Segunda-feira, 7 de Abril de 2008

Salões de/sem chá

Na esplanada de uma pastelaria/salão de chá, este sábado à tarde.

Ela "O que vai ser?"

Eu "Estamos só à espera de uns amigos. Já pedimos. Obrigada."

Ela "Mas podem pedir agora. Eu aponto e não trago. Depois volto quando chegarem as pessoas e trago tudo junto"

Eu "Deixe estar. Depois pedimos tudo junto. Talvez seja mais fácil."

Ela "Diga lá, eu depois volto cá."

Eu (olho para Ele, com vontade de me rir) "Ok... são dois cafés, um bolo de amêndoa e outro de ovo"

 

Passados 5 minutos... Da entrada da pastelaria para a esplanada (a uns 10 metros de distância, no cimo de umas escadas)

Ela "Então? Ainda não chegaram???"

Eu "... Não! Quando chegarem eu chamo-a, pode ser?" ("esta gaja snifa pó de talco, só pode!)

Ele "Devias ter dito 'então não vê que sim!'"

 

Os amigos chegam.

Os amigos entram na pastelaria para escolher os bolos.

Aos amigos é dito que a empregada já os vai atender.

 

A empregada chega... passados vários minutos.

Ela "Então"

Amiga "Era um caramujo...

Ela "E mais?"

Amiga "...um bolo de ovo..."

Ela "E mais??? Tem de ser rápido porque tenho muita gente lá dentro. Desculpem lá"

Eu, Ele, Amiga & Amigo (Olhar "WTF???")

Eu "hã... sabe, é bastante desagradável estar a escolher sob pressão..." (mas o que me devia ter saído era... "ouça lá, não nos está a atender? temos de ser rápidos porquê? acha que isto tem algum jeito? isto é forma de tratar as pessoas?"

Amiga "Sim... mas sabe, também estivémos à sua espera cá fora um bom bocado.
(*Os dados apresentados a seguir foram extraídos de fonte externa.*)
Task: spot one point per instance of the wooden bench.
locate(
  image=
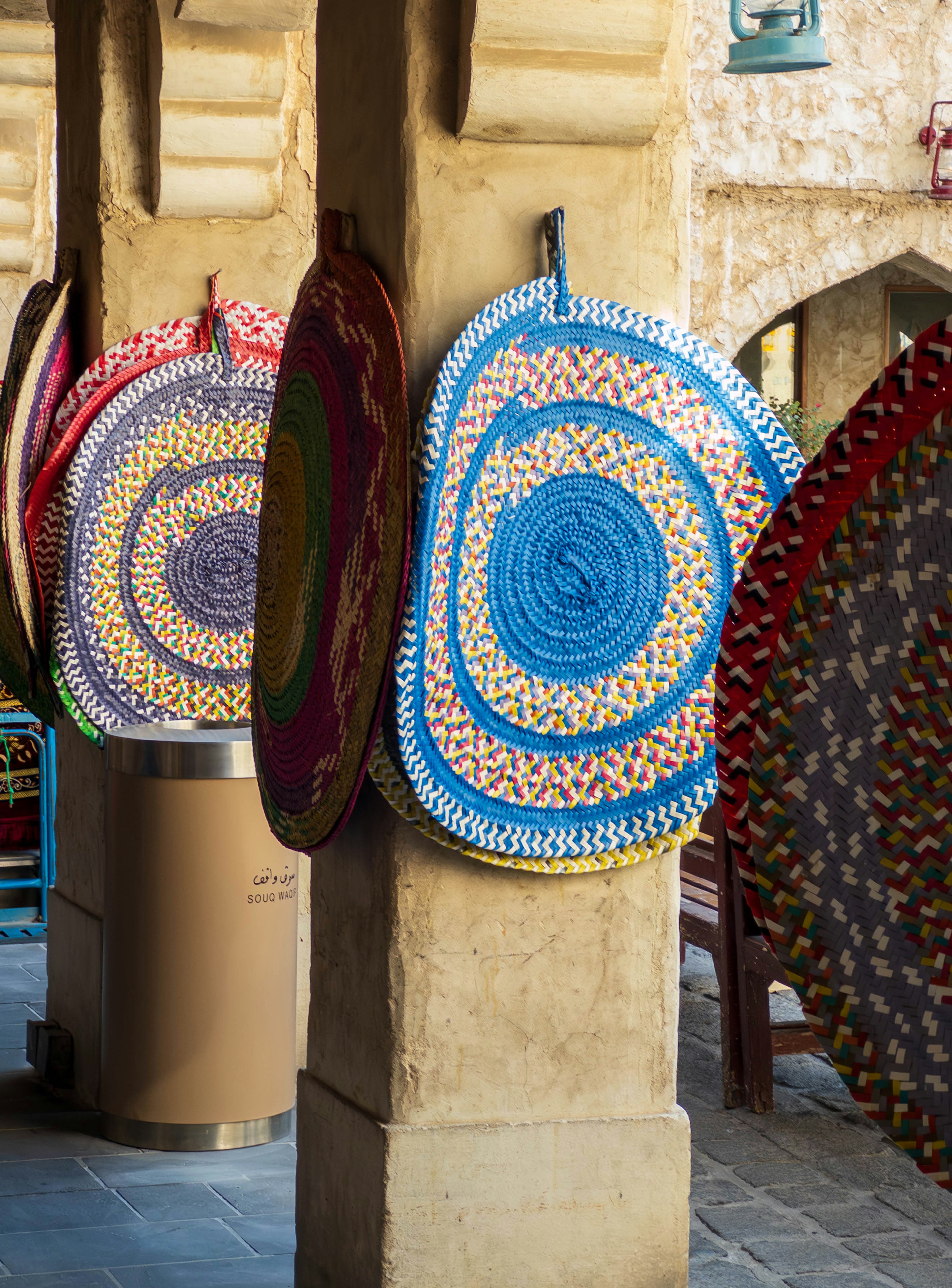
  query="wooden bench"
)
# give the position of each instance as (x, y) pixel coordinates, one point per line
(715, 918)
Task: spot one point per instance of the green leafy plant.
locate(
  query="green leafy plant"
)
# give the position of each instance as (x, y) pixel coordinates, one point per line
(804, 424)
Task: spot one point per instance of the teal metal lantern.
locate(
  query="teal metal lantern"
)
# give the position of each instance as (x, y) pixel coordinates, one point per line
(786, 40)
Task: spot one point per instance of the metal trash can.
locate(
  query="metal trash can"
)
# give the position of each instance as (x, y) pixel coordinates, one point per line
(200, 945)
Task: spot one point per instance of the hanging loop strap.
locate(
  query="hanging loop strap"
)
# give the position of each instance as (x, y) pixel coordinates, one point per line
(556, 244)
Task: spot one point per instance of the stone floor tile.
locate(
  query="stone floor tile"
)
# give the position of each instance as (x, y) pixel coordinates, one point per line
(922, 1203)
(727, 1125)
(799, 1256)
(176, 1202)
(24, 951)
(749, 1222)
(260, 1198)
(723, 1274)
(897, 1247)
(919, 1274)
(758, 1151)
(806, 1073)
(703, 1249)
(870, 1174)
(700, 1166)
(64, 1211)
(855, 1219)
(839, 1280)
(253, 1273)
(779, 1174)
(53, 1175)
(270, 1236)
(13, 1035)
(12, 1013)
(234, 1165)
(715, 1192)
(812, 1139)
(50, 1143)
(20, 986)
(836, 1099)
(119, 1246)
(809, 1196)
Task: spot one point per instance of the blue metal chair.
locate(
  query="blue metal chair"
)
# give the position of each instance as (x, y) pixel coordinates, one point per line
(21, 724)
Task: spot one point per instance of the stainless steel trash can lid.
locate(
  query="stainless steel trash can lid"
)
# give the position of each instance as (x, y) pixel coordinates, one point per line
(182, 749)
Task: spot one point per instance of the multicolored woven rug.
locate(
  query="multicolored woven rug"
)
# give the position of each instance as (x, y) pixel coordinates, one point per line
(46, 381)
(24, 423)
(155, 601)
(592, 481)
(848, 829)
(334, 545)
(257, 337)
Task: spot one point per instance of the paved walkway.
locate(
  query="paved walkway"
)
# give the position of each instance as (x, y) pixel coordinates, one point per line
(808, 1197)
(80, 1213)
(812, 1196)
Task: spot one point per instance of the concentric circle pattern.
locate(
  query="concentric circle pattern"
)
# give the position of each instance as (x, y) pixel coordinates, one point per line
(256, 337)
(155, 599)
(333, 547)
(849, 791)
(592, 482)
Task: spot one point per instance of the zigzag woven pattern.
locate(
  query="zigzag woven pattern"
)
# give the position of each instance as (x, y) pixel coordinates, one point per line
(909, 395)
(256, 335)
(592, 481)
(387, 773)
(155, 601)
(849, 789)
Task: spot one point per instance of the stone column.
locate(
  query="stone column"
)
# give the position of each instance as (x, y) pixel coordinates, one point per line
(159, 190)
(490, 1094)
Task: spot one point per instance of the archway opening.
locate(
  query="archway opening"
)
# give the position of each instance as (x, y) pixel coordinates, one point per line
(813, 361)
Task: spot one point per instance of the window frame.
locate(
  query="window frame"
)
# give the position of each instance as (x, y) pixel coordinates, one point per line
(927, 289)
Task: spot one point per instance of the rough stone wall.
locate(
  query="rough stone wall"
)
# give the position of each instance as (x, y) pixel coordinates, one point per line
(806, 179)
(847, 337)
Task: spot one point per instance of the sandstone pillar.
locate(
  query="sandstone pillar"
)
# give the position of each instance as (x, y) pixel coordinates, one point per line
(490, 1094)
(185, 149)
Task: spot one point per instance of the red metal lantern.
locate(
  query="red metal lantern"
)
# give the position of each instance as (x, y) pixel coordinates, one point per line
(936, 134)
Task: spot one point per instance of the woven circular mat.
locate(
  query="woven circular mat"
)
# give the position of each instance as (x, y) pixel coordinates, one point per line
(256, 337)
(334, 545)
(21, 670)
(155, 601)
(592, 480)
(905, 399)
(849, 793)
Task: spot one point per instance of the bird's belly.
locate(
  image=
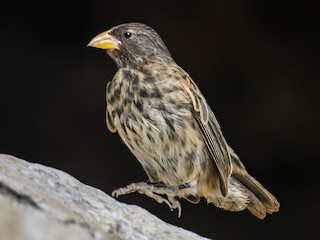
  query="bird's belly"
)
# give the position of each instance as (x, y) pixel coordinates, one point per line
(168, 145)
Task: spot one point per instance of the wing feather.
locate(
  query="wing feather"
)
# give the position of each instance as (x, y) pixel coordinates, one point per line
(210, 131)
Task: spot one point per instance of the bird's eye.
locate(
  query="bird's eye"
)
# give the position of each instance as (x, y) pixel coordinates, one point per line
(127, 35)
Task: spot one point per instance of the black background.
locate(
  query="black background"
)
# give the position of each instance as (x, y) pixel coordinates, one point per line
(257, 63)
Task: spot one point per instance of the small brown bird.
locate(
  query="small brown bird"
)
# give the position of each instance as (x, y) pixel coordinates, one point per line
(163, 118)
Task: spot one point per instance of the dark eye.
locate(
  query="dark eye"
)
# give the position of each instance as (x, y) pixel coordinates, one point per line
(127, 35)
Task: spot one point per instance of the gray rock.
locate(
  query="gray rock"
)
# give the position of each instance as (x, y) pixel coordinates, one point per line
(43, 203)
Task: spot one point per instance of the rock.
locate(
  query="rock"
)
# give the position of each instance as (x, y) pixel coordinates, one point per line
(43, 203)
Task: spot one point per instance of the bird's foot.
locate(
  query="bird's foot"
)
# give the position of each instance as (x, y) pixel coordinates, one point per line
(154, 191)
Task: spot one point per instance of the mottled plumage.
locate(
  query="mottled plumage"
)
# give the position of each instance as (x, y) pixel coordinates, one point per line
(163, 118)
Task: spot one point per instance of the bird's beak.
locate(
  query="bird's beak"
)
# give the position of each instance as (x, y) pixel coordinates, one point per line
(104, 41)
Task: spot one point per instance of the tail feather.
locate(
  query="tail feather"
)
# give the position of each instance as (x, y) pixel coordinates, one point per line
(261, 201)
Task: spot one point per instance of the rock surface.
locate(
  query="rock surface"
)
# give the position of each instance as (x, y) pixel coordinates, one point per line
(42, 203)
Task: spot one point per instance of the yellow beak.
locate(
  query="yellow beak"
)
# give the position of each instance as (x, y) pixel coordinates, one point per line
(104, 41)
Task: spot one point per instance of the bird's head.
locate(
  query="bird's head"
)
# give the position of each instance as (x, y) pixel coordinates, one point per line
(132, 44)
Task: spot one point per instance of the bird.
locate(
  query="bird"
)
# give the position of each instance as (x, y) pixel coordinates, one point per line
(166, 122)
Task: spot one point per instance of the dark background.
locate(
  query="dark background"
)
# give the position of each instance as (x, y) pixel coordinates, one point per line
(257, 63)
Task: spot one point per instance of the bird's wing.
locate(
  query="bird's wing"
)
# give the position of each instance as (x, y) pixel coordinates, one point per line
(109, 118)
(210, 131)
(109, 121)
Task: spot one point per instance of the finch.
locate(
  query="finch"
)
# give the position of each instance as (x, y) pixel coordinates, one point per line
(164, 119)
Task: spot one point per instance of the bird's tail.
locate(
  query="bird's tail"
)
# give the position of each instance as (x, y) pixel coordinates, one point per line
(246, 192)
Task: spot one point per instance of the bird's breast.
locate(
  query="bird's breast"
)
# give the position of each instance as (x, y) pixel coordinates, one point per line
(154, 119)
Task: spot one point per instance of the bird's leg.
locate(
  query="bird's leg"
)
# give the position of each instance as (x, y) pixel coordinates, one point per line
(154, 190)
Traga então um compal de pêssego e um chá. Tem chá de quê?"

Ela "De tudo!"

Amiga "Pode ser de maçã e canela"

Ela "Ai esse não temos..."

Amiga "Então não tem de tudo..."

Ela "Temos, mas ele esqueceu-se de trazer esse"

Amiga "Então talvez seja mais fácil dizer-me o que tem..."

Ela "Cidreira, Menta, Laranja, Camomila,..."

Amiga "Pode ser de laranja então."

Ela "De laranja?"

Amiga "Sim."

 

Lanchamos.

Fomos pagar. Dissemos ao senhor da caixa que queríamos dividir.

O grunho senhor da caixa deu-nos uns talões que tinham coisas que não tínhamos pedido. Olha para nós como se estivessemos a inventar, mas depois deve ter percebido que era um erro da atrasada mental empregada.

Olhamos os talões para fazer as contas, mas o grunho senhor da caixa grunhiu balbuciou qualquer coisa e retirou-nos os talões da frente, dirigindo-se para a caixa registadora do outro lado do balcão (como se tivéssemos de adivinhar, nem um "por aqui, por favor")

Pagamos a conta.

Os Amigos nem tiveram vontade de levar uma caixinha de doces para casa.